No so, Healey countered in her reply brief. She notes that state education reform “is grounded in the nexus between academic standards and the mechanisms for assessing progress toward achieving those same standards.”

“The plaintiffs fail to acknowledge this fundamental relationship between curriculum standards and diagnostic testing, allowing only that both ‘may fall under the general field of public education,’” Healey added.

“Curriculum and assessment are inextricably coupled”

The state in 2010 adopted Common Core educational standards — the petition asks voters to rescind that decision. The petition also asks voters to amend state education laws governing how the Board of Education directs the education commissioner to institute the overall teaching and curriculum process — it would add a section whereby the process includes committees “made up exclusively of public school teachers and academics from private and public colleges and universities established and operated in Massachusetts.”

In addition, the petition calls for establishing three “review committees” — one each for math, science and technology and English.

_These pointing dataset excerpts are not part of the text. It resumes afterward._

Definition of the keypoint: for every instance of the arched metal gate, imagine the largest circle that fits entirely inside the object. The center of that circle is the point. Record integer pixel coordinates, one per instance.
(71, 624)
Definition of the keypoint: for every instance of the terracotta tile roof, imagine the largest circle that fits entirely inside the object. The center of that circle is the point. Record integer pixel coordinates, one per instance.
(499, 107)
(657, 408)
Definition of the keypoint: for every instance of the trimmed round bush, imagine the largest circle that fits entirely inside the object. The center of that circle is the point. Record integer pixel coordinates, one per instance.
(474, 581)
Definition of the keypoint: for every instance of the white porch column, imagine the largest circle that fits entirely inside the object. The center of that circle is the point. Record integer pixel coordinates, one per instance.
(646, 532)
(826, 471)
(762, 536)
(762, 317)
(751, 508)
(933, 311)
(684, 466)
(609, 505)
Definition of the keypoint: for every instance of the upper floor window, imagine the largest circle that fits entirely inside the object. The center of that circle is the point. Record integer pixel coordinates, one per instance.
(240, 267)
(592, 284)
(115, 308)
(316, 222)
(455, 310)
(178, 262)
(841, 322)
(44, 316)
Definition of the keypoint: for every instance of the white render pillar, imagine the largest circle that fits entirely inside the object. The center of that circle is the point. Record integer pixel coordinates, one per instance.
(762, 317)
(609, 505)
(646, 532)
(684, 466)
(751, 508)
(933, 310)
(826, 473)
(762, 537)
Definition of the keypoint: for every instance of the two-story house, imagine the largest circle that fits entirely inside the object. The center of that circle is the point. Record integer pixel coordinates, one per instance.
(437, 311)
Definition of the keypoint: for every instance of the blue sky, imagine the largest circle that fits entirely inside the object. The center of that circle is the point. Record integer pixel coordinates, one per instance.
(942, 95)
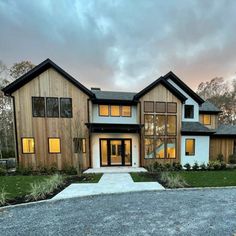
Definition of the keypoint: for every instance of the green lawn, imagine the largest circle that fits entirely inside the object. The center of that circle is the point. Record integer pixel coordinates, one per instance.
(196, 178)
(17, 186)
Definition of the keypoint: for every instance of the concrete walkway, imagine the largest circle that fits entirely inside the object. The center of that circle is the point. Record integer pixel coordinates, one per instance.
(109, 183)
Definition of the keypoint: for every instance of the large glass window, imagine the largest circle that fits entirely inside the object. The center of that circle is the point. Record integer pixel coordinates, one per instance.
(149, 125)
(148, 107)
(38, 106)
(171, 147)
(126, 111)
(115, 110)
(54, 145)
(171, 125)
(190, 147)
(66, 107)
(160, 148)
(52, 107)
(206, 119)
(160, 124)
(28, 145)
(188, 111)
(103, 110)
(149, 148)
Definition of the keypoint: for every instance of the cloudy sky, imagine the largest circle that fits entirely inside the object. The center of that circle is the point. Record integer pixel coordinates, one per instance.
(124, 44)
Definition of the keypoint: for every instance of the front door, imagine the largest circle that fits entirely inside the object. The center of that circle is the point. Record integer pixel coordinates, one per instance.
(115, 152)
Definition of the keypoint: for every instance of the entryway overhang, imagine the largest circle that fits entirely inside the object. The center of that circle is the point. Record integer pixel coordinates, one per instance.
(113, 128)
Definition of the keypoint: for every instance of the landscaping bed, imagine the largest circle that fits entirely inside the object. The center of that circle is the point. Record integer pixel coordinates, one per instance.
(18, 188)
(219, 178)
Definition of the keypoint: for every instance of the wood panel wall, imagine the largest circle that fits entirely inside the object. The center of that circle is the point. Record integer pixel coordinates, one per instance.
(161, 94)
(221, 145)
(214, 121)
(51, 84)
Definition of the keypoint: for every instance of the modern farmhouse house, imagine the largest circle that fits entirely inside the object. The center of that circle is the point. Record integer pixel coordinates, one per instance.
(59, 122)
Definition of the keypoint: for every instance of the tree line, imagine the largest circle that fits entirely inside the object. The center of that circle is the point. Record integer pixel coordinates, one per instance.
(219, 91)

Under the proposal, new frameworks — such as the standards the state adopted in 2010 — cannot be approved without a two-thirds approval from each respective committee.

Lastly, the petition directs the education commissioner to “release all of the test items, including questions, constructed responses and essays, for each grade and every subject.”

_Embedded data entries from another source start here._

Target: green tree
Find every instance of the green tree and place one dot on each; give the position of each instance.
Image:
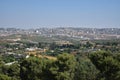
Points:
(108, 65)
(66, 66)
(85, 69)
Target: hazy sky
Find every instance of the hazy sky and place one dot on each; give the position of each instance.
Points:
(60, 13)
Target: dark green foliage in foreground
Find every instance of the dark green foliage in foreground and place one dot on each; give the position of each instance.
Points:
(38, 69)
(108, 65)
(99, 65)
(85, 69)
(4, 77)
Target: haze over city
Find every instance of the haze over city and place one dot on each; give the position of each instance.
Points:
(59, 13)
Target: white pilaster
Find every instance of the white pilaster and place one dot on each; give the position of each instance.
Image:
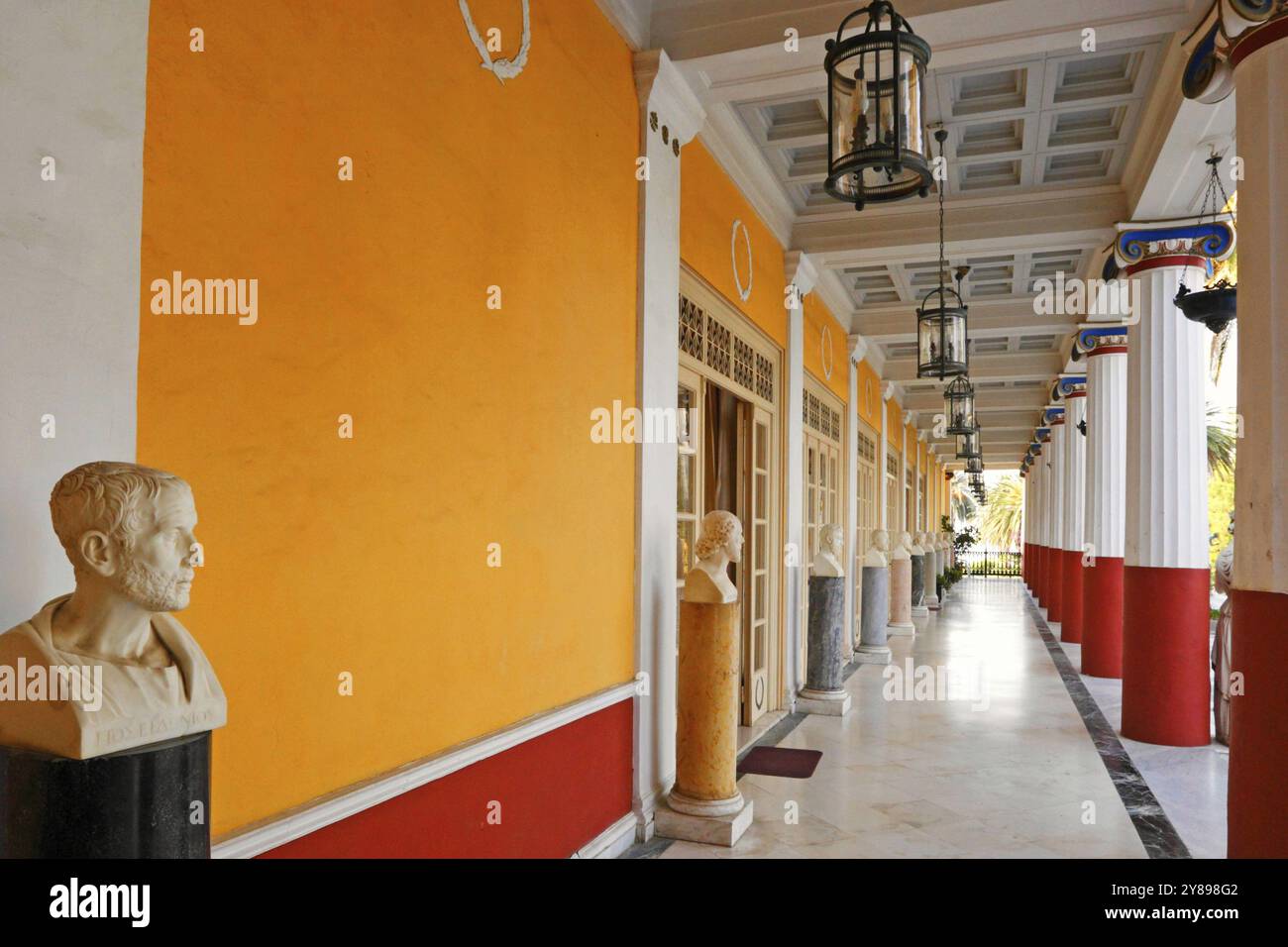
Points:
(803, 274)
(1055, 479)
(1106, 487)
(1073, 471)
(858, 347)
(662, 91)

The plaintiffs claim in their brief, however, that “diagnostic assessments” — or testing — fails to share a “common purpose” with education curriculum framework.

“Section 1 through Section 3 arguably relate to the adoption and creation of educational standards and curriculum frameworks, including an effort to reject a specific curriculum framework, the Common Core,” the brief states. “In contrast, Section 4 relates to the logistics surrounding the public release of test questions, model answers, and other diagnostic assessment materials.”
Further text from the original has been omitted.